Is it possible to die with zero?

January 15, 2024

In mid-2021, the book "Die With Zero" came out and with its release, the Financial Independence community would be forever changed.

You see, before its release, many of us were aggressively saving our money, living far below our means, and boasting our impressive savings rate (which turns out only people in the Financial Independence find impressive).

Bill Perkins came on the scene and told us we were all insane (in so many words).

In his words:

This book is about making the most of your adventure before it ends. Since the reward of processing energy is the experiences that you get to choose, it stands to reason that the way to make the most of your life is to maximize the number of these life experiences—particularly positive ones.

This book was a wake-up call.

Because while our money is sitting in our respective accounts compounding, our health & our energy are doing the opposite.

The idea behind maximizing life experience and getting the most out of life we can is aptly summarized in the title of the book: Die With Zero.

In my time as an advisor, I have had many readers of this book, ask me how to accomplish this:

Is there a simulation I can run where I run out of money by my date of death?

What should my withdrawal rate be if I want to spend or give all of my money away while I'm alive?

My response is usually something along the lines of "I'd be happy to run this scenario for you!

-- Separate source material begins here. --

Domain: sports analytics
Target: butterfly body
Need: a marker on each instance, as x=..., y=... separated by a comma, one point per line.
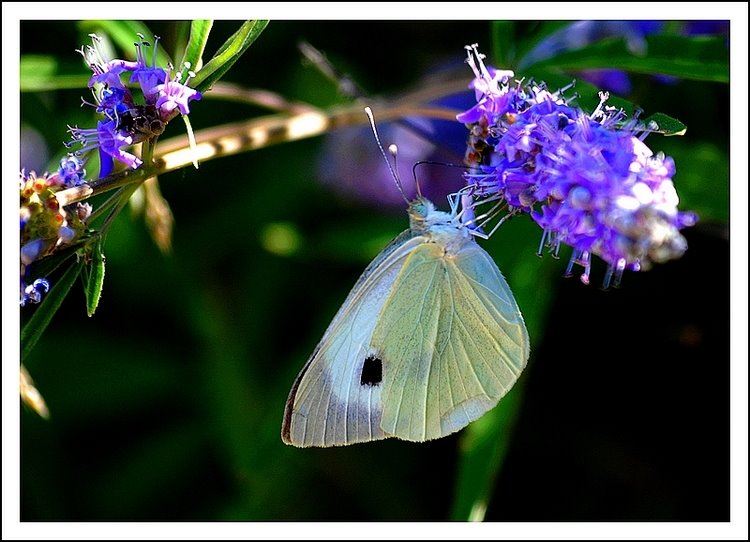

Just provide me with the date of your death."

Without very important variables like rate of return, inflation, and of course the day of your demise this scenario is not one we can perfectly accomplish.

That's not to say we shouldn't try.

This book has brought up a great counterpoint to relying on the "4% rule".

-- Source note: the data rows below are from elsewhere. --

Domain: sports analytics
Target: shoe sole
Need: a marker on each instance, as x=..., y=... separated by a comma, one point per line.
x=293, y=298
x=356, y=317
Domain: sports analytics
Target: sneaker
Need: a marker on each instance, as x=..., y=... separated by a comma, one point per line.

The 4% guideline in practice:

You spend 4% of your portfolio in your initial year of retirement.

You then adjust for inflation each year going forward.

Example) On a $1mm portfolio with a 3% inflation adjustment:

Year 1: $40,000
Year 2: $41,200
Year 3: $42,436

With the 4% Rule you are unlikely to run out of money based on a 30-year time horizon.

So what's the problem?

Only 10% of scenarios end with < 100% of your starting principal.

Over 2/3rds of the time you finish with over DOUBLE your initial balance.

Clearly, the 4% rule could land us somewhere very far from "dying with zero".

The solution is a dynamic withdrawal strategy and today I am going to walk you through two of these strategies.

To put it simply: these strategies allow you to spend more when the market does well rather than being stuck in a perpetual 4% withdrawal.

Important note: these are more advanced planning strategies. If these interest you, I encourage you to do more research on them and as always, consult with a professional before implementing.

The Ratcheting Rule

Created by Michael Kitces, this strategy adjusts in one direction (like a ratchet): increase spending if your portfolio grows.

First, start with a floor.

A floor might be a 4% withdrawal rate if you have a 30 year time horizon or 3.50% withdrawal rate if your time horizon is greater than 30 years, which often is the case for early retirees.

This floor never decreases but it has the option to increase.

In addition to starting with a floor, you will also start with a "rule" that allows you to increase your spending when certain conditions are met.

Let's walk through an example.

You have a $1 million portfolio and retire at 65, so you assume a 30-year time horizon. You start with a floor of 4% and you create this rule:

When your portfolio grows by 50%, spending can increase by 10%. Spending increases are limited to once every three years.

This is the rule Michael Kitces mentions in his study.

So, if/when your portfolio grows to $1.5 million (a 50% increase), you can increase your spending by 10%.

This is how this rule would have worked out using various start dates for retirement:

The 1966 retiree would have never received a spending increase. The 1973 retiree starts retirement with a bad market but eventually starts spending increases in the second half of retirement while the 1982 retiree benefits from a great market and receives a spending increase every three years in retirement.

Read more about Kitces work on the ratchet rule here:


This strategy was created by Jonathan Guyton and William Klinger.

With this rule, you create guardrails for your withdrawal rate and you only adjust if your withdrawal rate deviates outside of your guardrails.

For example, you have a $1 million portfolio and you start with a withdrawal rate of 4% and you have guardrails at 3% and 5%.

As long as your withdrawal rates stay between 3 and 5%, you are good.

But if the market does well and your portfolio grows, which causes your withdrawal rate to drop below 3%, you get a 10% spending raise.

On the other hand, if your portfolio drops in a bad market and your withdrawal rate jumps to over 5%, you get a 10% spending cut.

The downside of this approach is obvious: spending may be cut, which for some people is a difficult practice to implement.